More

sigbottle · 2026-02-04T14:00:55 1770213655

Yup, yup! There's so many different ways of thinking hard.

For me, thinking about an extremely technical TCS problem, for example, is my version of actively, tirelessly thinking hard. I'm logging a ton of observations, trying new ideas and hypotheses, using a mix of computer simulation and math to try and arrive at a concrete framing and answer.

On the other end of the specturm, I have philosophy. It's definitely a different type of hard. Most of my "Aha!" moments come from when I realize I've been strawmanning some argument, and not actually understanding what the person is saying. Why is the person saying this, relative to what, why is this a new observation, etc. Things are so amorphus and you can tweak the problem parameters in so many ways, and it's really tempting to either be too fluid and pretend you understand the thinker (because it's a subset of some conception you already have), or be too rigid and dissolve the thinker as a category error / meaningless. I've never felt the same feeling as I did when doing TCS research, but the feeling was definitely hard thinking nonetheless.

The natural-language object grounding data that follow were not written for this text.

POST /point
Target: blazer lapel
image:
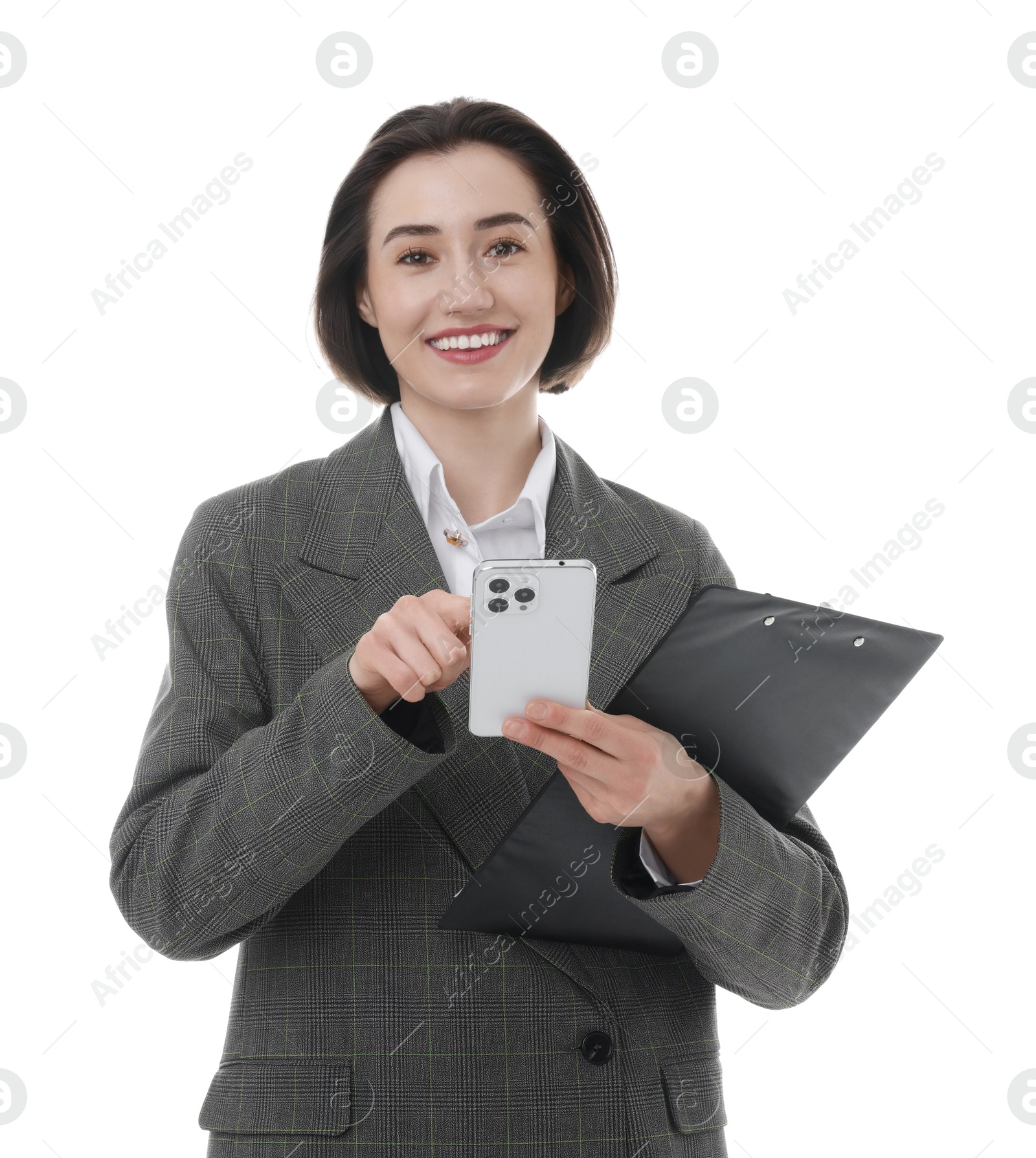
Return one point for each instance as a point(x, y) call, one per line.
point(366, 544)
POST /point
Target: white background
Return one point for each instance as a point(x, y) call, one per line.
point(836, 425)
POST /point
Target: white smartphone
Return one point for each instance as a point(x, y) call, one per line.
point(532, 629)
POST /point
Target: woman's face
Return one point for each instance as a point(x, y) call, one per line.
point(460, 246)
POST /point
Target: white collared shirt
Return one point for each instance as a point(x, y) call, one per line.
point(518, 533)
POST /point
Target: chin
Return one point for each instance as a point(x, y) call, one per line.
point(467, 393)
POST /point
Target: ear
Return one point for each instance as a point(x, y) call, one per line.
point(364, 306)
point(566, 289)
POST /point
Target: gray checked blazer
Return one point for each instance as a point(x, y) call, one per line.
point(273, 810)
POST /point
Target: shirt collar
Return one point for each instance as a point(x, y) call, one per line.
point(424, 474)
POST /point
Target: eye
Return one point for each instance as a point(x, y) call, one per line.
point(516, 246)
point(414, 252)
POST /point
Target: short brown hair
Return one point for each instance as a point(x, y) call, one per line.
point(354, 349)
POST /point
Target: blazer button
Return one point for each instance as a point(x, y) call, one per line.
point(596, 1047)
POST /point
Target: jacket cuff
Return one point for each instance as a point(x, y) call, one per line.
point(415, 723)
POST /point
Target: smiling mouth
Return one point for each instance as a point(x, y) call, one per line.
point(462, 349)
point(471, 340)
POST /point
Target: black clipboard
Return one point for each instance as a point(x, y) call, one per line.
point(767, 693)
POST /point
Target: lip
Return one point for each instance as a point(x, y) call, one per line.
point(466, 357)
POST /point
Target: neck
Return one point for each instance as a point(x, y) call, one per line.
point(487, 453)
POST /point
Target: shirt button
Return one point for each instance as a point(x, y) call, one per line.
point(596, 1047)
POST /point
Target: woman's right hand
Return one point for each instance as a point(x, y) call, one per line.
point(421, 644)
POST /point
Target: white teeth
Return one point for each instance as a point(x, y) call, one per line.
point(469, 340)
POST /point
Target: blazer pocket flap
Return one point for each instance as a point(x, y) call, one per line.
point(694, 1093)
point(278, 1098)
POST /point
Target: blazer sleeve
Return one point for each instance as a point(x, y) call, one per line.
point(233, 808)
point(770, 917)
point(769, 920)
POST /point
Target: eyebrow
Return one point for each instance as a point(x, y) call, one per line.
point(428, 230)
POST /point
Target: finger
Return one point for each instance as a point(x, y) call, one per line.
point(594, 728)
point(416, 630)
point(566, 750)
point(408, 645)
point(592, 805)
point(385, 663)
point(456, 612)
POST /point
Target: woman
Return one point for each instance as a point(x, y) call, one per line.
point(308, 786)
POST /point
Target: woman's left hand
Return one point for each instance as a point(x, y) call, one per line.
point(625, 772)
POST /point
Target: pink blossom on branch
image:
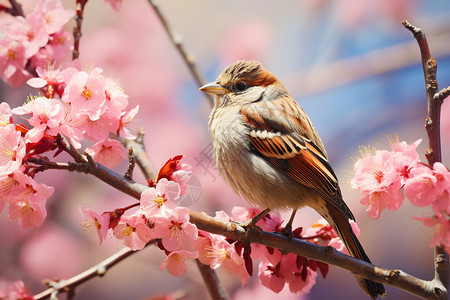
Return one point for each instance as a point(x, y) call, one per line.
point(176, 262)
point(12, 149)
point(95, 222)
point(86, 93)
point(422, 189)
point(14, 290)
point(175, 230)
point(109, 152)
point(159, 200)
point(217, 252)
point(46, 116)
point(379, 176)
point(27, 201)
point(134, 230)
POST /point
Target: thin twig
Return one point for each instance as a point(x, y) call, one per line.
point(98, 270)
point(176, 39)
point(435, 99)
point(131, 164)
point(16, 8)
point(77, 29)
point(140, 155)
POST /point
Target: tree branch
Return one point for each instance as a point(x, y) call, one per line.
point(433, 289)
point(140, 155)
point(176, 39)
point(98, 270)
point(435, 98)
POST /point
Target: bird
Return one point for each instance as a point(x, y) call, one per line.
point(269, 152)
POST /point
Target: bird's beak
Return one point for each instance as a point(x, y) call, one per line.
point(214, 89)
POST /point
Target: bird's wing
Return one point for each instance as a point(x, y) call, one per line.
point(287, 143)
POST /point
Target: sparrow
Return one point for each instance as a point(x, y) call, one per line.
point(267, 149)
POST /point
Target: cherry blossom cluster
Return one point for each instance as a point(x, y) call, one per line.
point(380, 175)
point(13, 290)
point(91, 106)
point(158, 217)
point(35, 40)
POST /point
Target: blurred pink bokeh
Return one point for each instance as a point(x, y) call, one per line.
point(291, 39)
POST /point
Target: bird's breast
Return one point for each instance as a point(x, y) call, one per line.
point(247, 172)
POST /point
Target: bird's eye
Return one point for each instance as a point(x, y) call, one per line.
point(240, 86)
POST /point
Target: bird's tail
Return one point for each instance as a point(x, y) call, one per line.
point(341, 224)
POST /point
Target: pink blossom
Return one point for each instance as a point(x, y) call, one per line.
point(159, 200)
point(7, 185)
point(5, 114)
point(29, 31)
point(134, 230)
point(404, 158)
point(12, 149)
point(389, 198)
point(53, 13)
point(12, 62)
point(379, 182)
point(95, 222)
point(175, 230)
point(99, 129)
point(86, 93)
point(125, 119)
point(117, 100)
point(422, 189)
point(109, 152)
point(440, 226)
point(47, 76)
point(215, 251)
point(181, 175)
point(175, 262)
point(46, 116)
point(71, 126)
point(58, 49)
point(27, 202)
point(115, 4)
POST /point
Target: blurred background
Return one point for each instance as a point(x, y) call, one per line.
point(350, 64)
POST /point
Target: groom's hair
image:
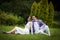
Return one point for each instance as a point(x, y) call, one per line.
point(35, 16)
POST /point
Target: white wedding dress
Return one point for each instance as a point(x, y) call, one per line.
point(23, 31)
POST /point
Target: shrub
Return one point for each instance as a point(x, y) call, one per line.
point(10, 19)
point(44, 11)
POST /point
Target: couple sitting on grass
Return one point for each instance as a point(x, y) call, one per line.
point(35, 27)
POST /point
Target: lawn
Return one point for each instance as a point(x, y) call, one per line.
point(55, 35)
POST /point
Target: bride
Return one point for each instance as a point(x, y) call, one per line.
point(18, 30)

In terms of extremely nitty-gritty technical things, like linker bullshit and linux kernel programming, I'm much more familiar with, and these things are more about reading documentation (because the tool won't behave like you want it to) and iteration / testing (because... the tool won't behave like you want it to, so you need to make sure it behaves like you want it to!). This is also a type of thinking - I would call it hard as in the physiological response I have is similar to that of research in the very bad moments, but in terms of my lofty ideals, I don't want to call this hard.... it's very "accidental" complexity, but it's what I get paid to do :/

At work, you have a huge idea space to consider, both problem and solution framings, mixing in "bullshit" constraints like business ones. You also throw in the real-time aspect of it, so I can't just either armchair on a problem for a month (unlike Philosophy) or deep dive on a problem for a month (unlike research). I'm technically doing the third type of programming right now, but we'll see how long that lasts and I get put on a new project.

I'm not even sure if there's a clean demarcation between any of these. These are certainly better than brainrotting youtube though.

sigbottle · 2026-02-03T23:27:50 1770161270

Oh wow there's still work being done on ampere?

I was wondering - I've been thinking about switching to AI systems programming (I know, easy task), but from what I understand, industry cloud GPUs are the main winners, right? Nobody's going to pay me (assuming I even had the skills) to optimize for consumer GPUs?

From what I understand, it's not just number + capacity + performance, it's literal core primitives. I don't think any of the "Blackwell" chips like the grace one or rtx 5090 have for example SM pairs in their ISA? And likewise similar fundamental differences between consumer and cloud hopper (where the majority of the perf is the cloud one's ISA?)

So I guess I'm wondering if I should buy a GPU myself or should I just rent on the cloud if I wanted to start getting some experience in this field. How do you even get experience in this normally anyways, do you get into really good schools and into their AI labs which have a lot of funding?

g947o · 2026-02-04T01:48:27 1770169707

Why does publishing papers require the latest and greatest GPUs? My understanding is that the paper talks about very general principles.

> So I guess I'm wondering if I should buy a GPU myself or should I just rent on the cloud if I wanted to start getting some experience in this field. How do you even get experience in this normally anyways, do you get into really good schools and into their AI labs which have a lot of funding?

Unless you have money to throw around, you'd better start working on something, write some code and get them running on a leased GPU, before deciding on a long term plan

nl · 2026-02-04T11:59:12 1770206352

> My understanding is that the paper talks about very general principles.

This isn't really true.

In this case it's specific to NVidia's tensor matrix multiply-add (MMA) instructions, which lets it use silicon that would otherwise be unusued at that point.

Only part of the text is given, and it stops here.